Louis Drysdale was born in Jamaica, probably in Kingston, in 1883/4, but so far little information has come to light on his parents or his family background. However there are possible birth records for Louis and his siblings.
This birth record indicates that George Louis Drysdale (Drysdale was sometimes referred to as 'Louis George) was born at 19 North Street on December 15, 1883; his parents were Edward Drysdale, a carpenter, and Ursulina Drysdale (formerly Cole), a cook. Edward made his mark on the birth registration record.

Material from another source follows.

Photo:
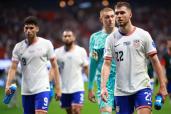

Like other musicians of the time, such as T Ellis Jackson and Adeline McDermott, he appeared, new-minted, as a member of the Kingston Choral Union, in 1904. He appeared then in a concert for the Jamaica Union of Teachers, along with the well-established members of the group. By 1906 he was well enough established as a singer to be included in the group invited by Sir Alfred Jones to appear at the Colonial Products Exhibition:
Daily Gleaner January 5, 1906
In the UK the Kingston Choral Union became famous as the 'Jamaica Choir' during its two tours extending from 1906 to 1908. Several members, including Drysdale, decided to stay on to make use of the opportunities to improve their musical skills. It seems that with the backing of Sir Alfred, Drysdale was able to study at the Royal College of Music with outstanding operatic performers of the day. He then made a very successful career training singers, using the finest Italian methods. Although it does not seem that he ever returned to Jamaica, and apparently he and his first wife were divorced around 1911, he maintained strong links with the island.